UPDATE: Looks like Oklahoma amended the statute and phased this out after July 2010. Sorry, Okies.
We’ve talked about California and Colorado and the tax incentives that those states have for electric vehicles (including the Brammo Enertia electric motorcycle). I know your next question:
What about Oklahoma?
Oklahoma. Imagine riding an Enertia and actually being able to hear it when the wind comes right behind the rain. Imagine being able to smell the waving wheat, which can sure smell sweet, at least when you aren’t overcome by the smell of burning fossil fuels.
Oklahoma, the state where, every night, your honey lamb and you can sit alone and talk about one of the best tax incentives for electric vehicles in the United States.
Disclaimer: Don’t get your tax or other financial advice from anyone whose online name ends in -fan. This means: do your own homework on this purchase. I’m just trying to get you to think.
Let’s start at the beginning:
Oklahoma Statutes Title 68, Section 2357.22 – “One-Time Credit Against Income Tax for Investments in Qualified Clean-Burning Motor Vehicle Fuel Property.” With an alluring title like that, you know you’re in for a treat if you did a little deeper, right? Here’s the basic language, followed by my translation:
For tax years beginning before January 1, 2015, there shall be allowed a one-time credit against the income tax imposed by Section 2355 of this title for investments in qualified clean-burning motor vehicle fuel property placed in service after December 31, 1990, and for investments in qualified electric motor vehicle property placed in service after December 31, 1995.
Translation: Buy a Brammo? Get a tax credit. Oklahoma does not discriminate against motorcycles – the law says that a motor vehicle has to be “originally designed by the manufacturer to operate lawfully and principally on streets and highways.”
Question: How much is the credit? Again, here’s the basic language, followed by my translation:
There shall be a one time credit allowed for . . . investments in qualified electric property. The credit shall be 50% of the cost of . . . qualified electric motor vehicle property as defined in Title 68 O.S. Section 2357.22 and Rule 710:50-15-81.
Translation: Buy a Brammo? Get a $3997 tax credit (50% of the $7995 cost of the Brammo Enertia).
Question: How do I get this tax credit? (Do I have to do everything for you? Okay, here you go, but please keep it to yourself — if Ms. Brammofan finds out about this, she might make me do the taxes this year) When you are filling out your State Income Tax forms, you would grab the “Other Credits” form (Form 511CR) and fill in Line #3 with this number: 3997. You will also need to attach a copy of the paid invoice for the vehicle.
Question: When do I get my check? Okay, Einstein, you don’t really “get a check,” as this is not a rebate like you would get if you lived in California. Rather, it reduces the amount you would have to pay in Oklahoma State income tax.

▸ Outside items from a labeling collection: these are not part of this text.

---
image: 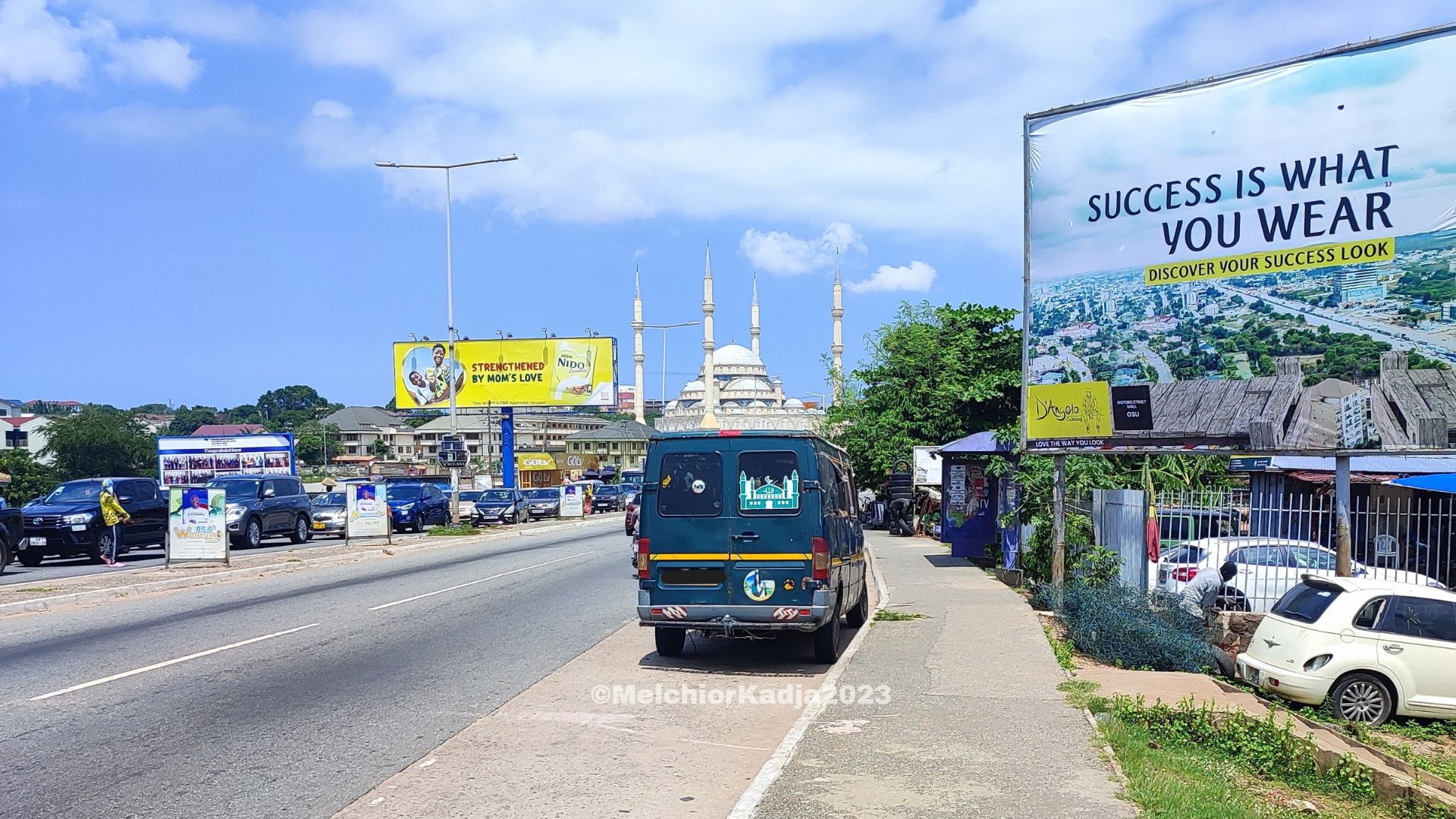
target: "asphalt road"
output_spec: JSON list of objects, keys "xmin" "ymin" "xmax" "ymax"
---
[{"xmin": 0, "ymin": 517, "xmax": 635, "ymax": 819}]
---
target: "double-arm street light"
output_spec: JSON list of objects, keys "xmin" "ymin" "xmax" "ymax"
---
[
  {"xmin": 374, "ymin": 153, "xmax": 519, "ymax": 523},
  {"xmin": 636, "ymin": 322, "xmax": 698, "ymax": 406}
]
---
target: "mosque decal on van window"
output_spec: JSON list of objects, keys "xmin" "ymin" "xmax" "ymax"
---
[{"xmin": 738, "ymin": 469, "xmax": 799, "ymax": 512}]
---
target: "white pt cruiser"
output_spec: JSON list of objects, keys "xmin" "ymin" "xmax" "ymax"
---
[{"xmin": 1238, "ymin": 574, "xmax": 1456, "ymax": 726}]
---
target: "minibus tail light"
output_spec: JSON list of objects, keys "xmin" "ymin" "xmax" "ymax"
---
[{"xmin": 812, "ymin": 538, "xmax": 828, "ymax": 580}]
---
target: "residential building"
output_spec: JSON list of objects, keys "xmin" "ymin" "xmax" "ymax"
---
[
  {"xmin": 192, "ymin": 424, "xmax": 268, "ymax": 438},
  {"xmin": 566, "ymin": 421, "xmax": 652, "ymax": 472},
  {"xmin": 0, "ymin": 416, "xmax": 52, "ymax": 463},
  {"xmin": 25, "ymin": 398, "xmax": 82, "ymax": 416},
  {"xmin": 323, "ymin": 406, "xmax": 419, "ymax": 460}
]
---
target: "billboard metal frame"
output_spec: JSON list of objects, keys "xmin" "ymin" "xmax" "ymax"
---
[{"xmin": 1019, "ymin": 22, "xmax": 1456, "ymax": 457}]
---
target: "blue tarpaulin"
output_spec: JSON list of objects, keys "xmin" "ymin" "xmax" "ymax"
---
[{"xmin": 1391, "ymin": 472, "xmax": 1456, "ymax": 494}]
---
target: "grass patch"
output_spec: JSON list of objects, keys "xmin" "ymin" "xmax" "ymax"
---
[
  {"xmin": 1057, "ymin": 679, "xmax": 1108, "ymax": 714},
  {"xmin": 875, "ymin": 609, "xmax": 930, "ymax": 623},
  {"xmin": 1102, "ymin": 720, "xmax": 1398, "ymax": 819},
  {"xmin": 1041, "ymin": 623, "xmax": 1078, "ymax": 672},
  {"xmin": 429, "ymin": 523, "xmax": 475, "ymax": 538}
]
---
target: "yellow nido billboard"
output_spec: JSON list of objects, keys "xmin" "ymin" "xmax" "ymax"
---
[{"xmin": 394, "ymin": 337, "xmax": 617, "ymax": 410}]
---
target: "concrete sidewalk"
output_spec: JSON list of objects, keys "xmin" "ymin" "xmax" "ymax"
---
[{"xmin": 755, "ymin": 535, "xmax": 1136, "ymax": 819}]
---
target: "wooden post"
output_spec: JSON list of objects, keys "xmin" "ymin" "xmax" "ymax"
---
[
  {"xmin": 1051, "ymin": 455, "xmax": 1067, "ymax": 592},
  {"xmin": 1335, "ymin": 455, "xmax": 1351, "ymax": 577}
]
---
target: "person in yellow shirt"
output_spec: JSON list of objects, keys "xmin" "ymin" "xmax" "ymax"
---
[{"xmin": 100, "ymin": 478, "xmax": 131, "ymax": 566}]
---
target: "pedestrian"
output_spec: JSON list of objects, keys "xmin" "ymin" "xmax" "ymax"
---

So, for example, if you owed $10,000 in Oklahoma State Income taxes for 2010, then this tax credit would reduce your tax liability to $6003.00. And, if you couldn’t use the tax credit all in one year because your income tax liability was less than $3997, the law allows you to use it over the course of three years.
Question: So, my final out of pocket cost on the Brammo Enertia in Oklahoma is $3997? No, it’s actually better than that. You still get the Federal tax credit of 10 percent the cost of the bike: $799. So. . .
7995 (Cost of Enertia) – 3997 (Oklahoma tax credit) – 799 (Federal tax credit) = 3199.
Before you celebrate by going to brammo.com/store , there are some other variables to consider: Brammo charges a shipping charge of “$500 or less” plus applicable taxes. According to this chart, Oklahoma charges 4.5% on sales. That would add about $360 to the initial out-of-pocket cost. There may be other fees and taxes I don’t know about (like county and city taxes), but let’s assume you get the full $500 delivery charge plus the $360 sales tax. That would bring the initial out of pocket to: 7995 + 500 + 360 = 8855. Applying the tax credits to that amount (8855 – 3997 – 799) = 4059, which is still pretty awesome.